How to Create Incremental Models in MATE
Creating an incremental model is as simple as this example demonstrates. You have a source table that gets loaded once a day with data. From that, you create an incremental model that only processes "new" records loaded. This ensures a lighter model that only inserts new rows rather than recreating the entire table from scratch.
Setup
Let's say you have the following setup:
-
An ingestion table staging the daily load. Let's call this
SOURCE_TABLE
Set the table as a source:
dataops/modelling/sources/source_table.ymlversion: 2
sources:
- name: staging
tables:
- name: source_table
columns:
- name: name
- name: schema
- name: load_date
- name: load_count -
Set the incremental model
history_inc
:dataops/modelling/models/history_inc.sql{{ config(
materialized='incremental'
) }}
select
name,
schema,
load_date,
load_count
from {{source('staging', 'source_table') }}
{% if is_incremental() %}
-- this filter will only be applied on an incremental run
where load_date > (select max(load_date) from {{ this }})
{% endif %}
A couple of things happen here:
-
You configure the model with
materialized = 'incremental'
. The first run rebuilds the model entirely, and every subsequent run that does not have the--full-refresh
option set triggers theis_incremental()
clause. -
You select to read the
SOURCE_TABLE
from{{source('staging', 'source_table') }}
. -
You have the
is_incremental()
clause in Jinja{% if ... %}
defining how to grab new rows. The condition what are new rows is:where load_date > (select max(load_date) from {{ this }}
Where you say, "give me only rows with
load_date
more recent than what is currently the oldest row in this table".

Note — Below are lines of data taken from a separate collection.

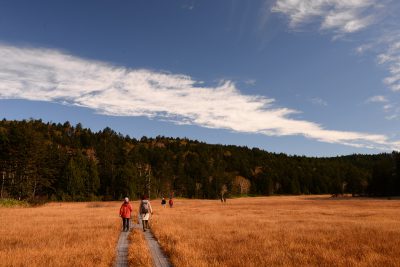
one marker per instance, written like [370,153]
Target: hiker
[163,202]
[125,214]
[145,210]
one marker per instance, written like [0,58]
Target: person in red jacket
[125,214]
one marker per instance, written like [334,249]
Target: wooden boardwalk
[122,250]
[158,256]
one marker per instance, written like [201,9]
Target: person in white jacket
[145,210]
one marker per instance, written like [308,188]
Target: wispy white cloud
[342,16]
[50,75]
[379,19]
[318,101]
[251,82]
[377,99]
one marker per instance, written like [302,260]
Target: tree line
[65,162]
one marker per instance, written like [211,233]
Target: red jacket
[125,210]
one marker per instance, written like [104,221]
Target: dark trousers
[125,224]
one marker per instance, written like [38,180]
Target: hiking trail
[157,255]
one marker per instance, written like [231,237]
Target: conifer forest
[53,161]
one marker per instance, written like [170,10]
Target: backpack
[144,208]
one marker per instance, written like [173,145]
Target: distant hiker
[125,214]
[163,202]
[145,210]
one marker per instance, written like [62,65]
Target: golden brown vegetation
[139,253]
[280,231]
[59,234]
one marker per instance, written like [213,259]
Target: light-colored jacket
[145,201]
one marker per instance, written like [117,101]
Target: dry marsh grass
[139,253]
[280,231]
[59,234]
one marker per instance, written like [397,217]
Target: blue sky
[315,77]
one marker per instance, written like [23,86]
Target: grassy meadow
[59,234]
[280,231]
[263,231]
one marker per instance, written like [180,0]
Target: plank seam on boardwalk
[158,256]
[122,250]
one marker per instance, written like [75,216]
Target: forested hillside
[65,162]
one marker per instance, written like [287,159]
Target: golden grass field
[265,231]
[280,231]
[59,234]
[139,253]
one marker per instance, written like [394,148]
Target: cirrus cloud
[52,75]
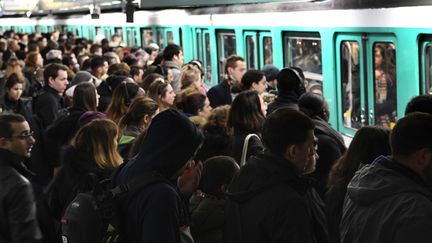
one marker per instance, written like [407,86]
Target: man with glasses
[17,204]
[270,200]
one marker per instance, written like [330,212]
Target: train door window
[384,83]
[303,50]
[427,68]
[226,44]
[207,60]
[118,31]
[267,50]
[350,84]
[170,37]
[146,36]
[130,38]
[251,51]
[199,43]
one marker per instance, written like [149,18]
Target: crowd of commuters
[232,164]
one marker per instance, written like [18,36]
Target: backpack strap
[246,146]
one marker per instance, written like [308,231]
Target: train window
[268,50]
[146,36]
[303,50]
[350,84]
[170,37]
[160,39]
[130,37]
[207,61]
[118,31]
[251,59]
[385,109]
[226,43]
[427,88]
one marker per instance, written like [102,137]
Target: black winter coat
[331,146]
[269,201]
[47,105]
[386,202]
[72,179]
[17,204]
[289,99]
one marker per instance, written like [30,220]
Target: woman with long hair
[368,143]
[121,100]
[246,116]
[92,150]
[135,121]
[163,94]
[12,100]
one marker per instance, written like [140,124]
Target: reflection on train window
[250,52]
[160,39]
[146,37]
[130,38]
[199,45]
[226,43]
[385,102]
[350,84]
[118,31]
[268,50]
[207,61]
[427,88]
[303,50]
[170,37]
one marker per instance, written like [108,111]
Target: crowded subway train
[171,127]
[368,61]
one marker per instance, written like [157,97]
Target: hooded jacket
[17,204]
[156,212]
[269,201]
[330,147]
[72,179]
[386,202]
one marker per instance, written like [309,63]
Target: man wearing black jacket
[270,200]
[17,205]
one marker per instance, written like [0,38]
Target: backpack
[92,217]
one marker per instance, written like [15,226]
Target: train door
[350,85]
[226,46]
[266,49]
[251,49]
[366,78]
[258,48]
[303,50]
[202,52]
[426,65]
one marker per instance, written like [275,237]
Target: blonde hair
[98,138]
[189,74]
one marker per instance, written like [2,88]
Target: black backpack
[92,217]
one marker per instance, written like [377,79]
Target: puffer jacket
[386,202]
[18,222]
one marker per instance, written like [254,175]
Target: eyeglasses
[24,136]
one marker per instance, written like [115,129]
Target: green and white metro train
[369,60]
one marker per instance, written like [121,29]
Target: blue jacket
[156,212]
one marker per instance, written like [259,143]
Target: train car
[369,58]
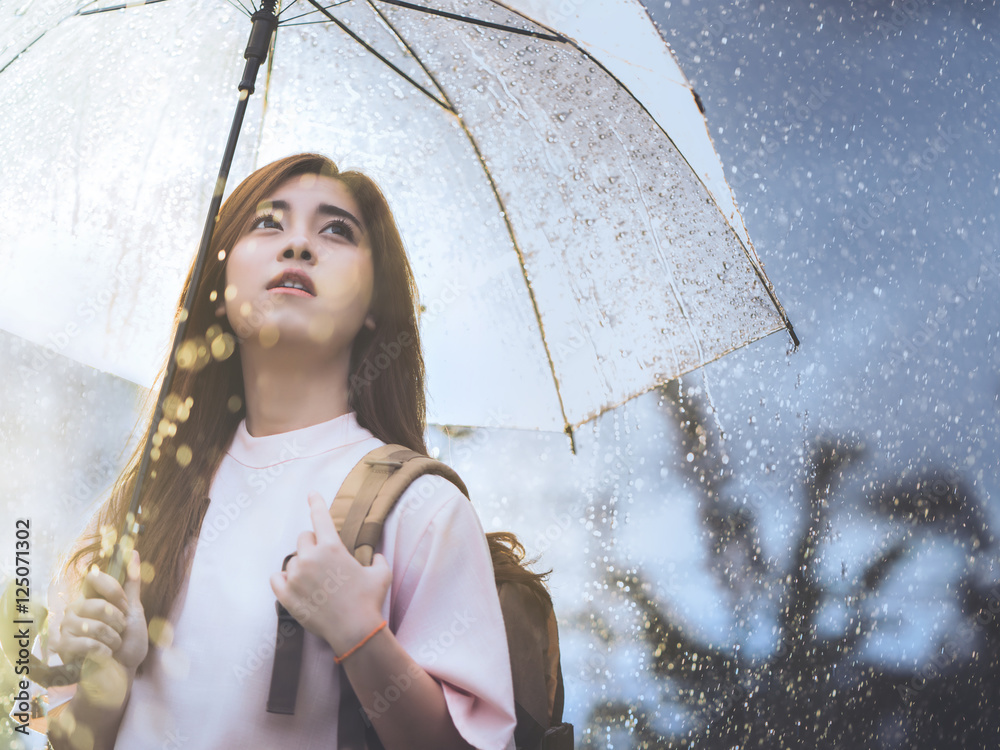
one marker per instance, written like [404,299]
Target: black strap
[287,657]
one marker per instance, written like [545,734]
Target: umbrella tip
[791,332]
[572,440]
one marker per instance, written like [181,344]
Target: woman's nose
[298,249]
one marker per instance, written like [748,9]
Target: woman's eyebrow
[326,209]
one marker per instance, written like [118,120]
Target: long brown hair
[206,404]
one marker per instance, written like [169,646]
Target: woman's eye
[265,222]
[340,227]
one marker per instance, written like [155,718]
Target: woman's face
[303,272]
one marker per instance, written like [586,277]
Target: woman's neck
[288,390]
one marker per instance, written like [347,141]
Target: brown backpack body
[359,511]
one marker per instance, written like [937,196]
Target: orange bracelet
[362,642]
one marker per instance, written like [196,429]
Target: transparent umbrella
[570,255]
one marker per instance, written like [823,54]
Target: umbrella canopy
[569,254]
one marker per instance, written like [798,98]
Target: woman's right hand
[105,629]
[106,621]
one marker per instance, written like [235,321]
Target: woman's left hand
[326,589]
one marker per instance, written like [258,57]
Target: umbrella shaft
[264,24]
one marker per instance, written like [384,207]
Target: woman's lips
[292,281]
[289,290]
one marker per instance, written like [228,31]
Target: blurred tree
[815,690]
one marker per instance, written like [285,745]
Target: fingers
[306,540]
[92,633]
[97,584]
[99,611]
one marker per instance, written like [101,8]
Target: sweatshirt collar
[261,452]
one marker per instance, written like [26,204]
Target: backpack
[359,510]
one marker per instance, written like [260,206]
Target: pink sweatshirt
[208,689]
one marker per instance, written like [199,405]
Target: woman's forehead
[311,190]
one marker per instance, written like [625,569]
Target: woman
[308,282]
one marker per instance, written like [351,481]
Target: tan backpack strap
[382,477]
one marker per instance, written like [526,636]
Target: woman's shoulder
[428,496]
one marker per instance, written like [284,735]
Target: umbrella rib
[754,262]
[381,57]
[241,7]
[568,428]
[285,21]
[510,231]
[475,21]
[122,6]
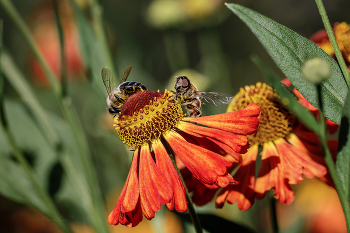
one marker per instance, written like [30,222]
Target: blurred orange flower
[46,36]
[153,123]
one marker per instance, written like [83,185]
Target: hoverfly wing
[214,98]
[125,74]
[109,80]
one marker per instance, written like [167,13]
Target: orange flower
[153,123]
[46,36]
[289,153]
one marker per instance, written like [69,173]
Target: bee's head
[182,83]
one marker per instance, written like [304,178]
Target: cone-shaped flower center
[146,115]
[275,120]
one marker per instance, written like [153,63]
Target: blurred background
[161,39]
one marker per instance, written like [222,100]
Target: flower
[289,153]
[45,34]
[342,35]
[187,14]
[154,124]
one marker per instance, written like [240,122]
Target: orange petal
[271,176]
[167,168]
[241,122]
[296,160]
[205,165]
[134,216]
[158,190]
[243,192]
[132,191]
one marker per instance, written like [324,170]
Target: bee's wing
[125,74]
[109,80]
[213,98]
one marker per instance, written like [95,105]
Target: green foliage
[287,98]
[290,51]
[343,158]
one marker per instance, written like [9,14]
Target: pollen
[275,121]
[145,116]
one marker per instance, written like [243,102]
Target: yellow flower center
[275,120]
[146,115]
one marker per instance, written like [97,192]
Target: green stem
[331,36]
[54,213]
[191,210]
[66,108]
[52,210]
[274,223]
[331,167]
[96,11]
[63,60]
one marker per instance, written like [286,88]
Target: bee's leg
[194,109]
[119,99]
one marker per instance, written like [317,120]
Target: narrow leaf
[290,51]
[343,159]
[287,98]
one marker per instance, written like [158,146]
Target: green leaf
[343,159]
[290,51]
[287,98]
[213,223]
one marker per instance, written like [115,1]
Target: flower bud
[316,70]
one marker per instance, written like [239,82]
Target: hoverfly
[187,93]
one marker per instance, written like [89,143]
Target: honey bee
[118,95]
[187,93]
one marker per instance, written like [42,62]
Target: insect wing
[125,74]
[109,80]
[213,98]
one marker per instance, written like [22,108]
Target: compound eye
[185,82]
[112,111]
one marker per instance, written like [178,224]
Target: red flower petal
[167,168]
[155,189]
[241,122]
[205,165]
[229,142]
[271,176]
[296,160]
[243,192]
[134,216]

If you want to read more about Jinja, head to our template rendering section.
Initial pipeline run
The initial pipeline run will produce the history_inc
model:
You can see that history_inc
gets created. Checking the content, it is the same as the original table:
Subsequent pipeline runs
Now let's assume that ingestion happened and the original table had changed. It has an additional row that looks like row 5:
The subsequent MATE job run triggers the where
clause and only selects the corresponding rows.
What happens is that the new row 5 gets added to the history_inc
model:
Things to consider
It would be best if you were careful when using incremental runs. Defining where to put is_incremental()
macro may significantly lighten your model and execution time, but one should take caution, e.g., when using window functions.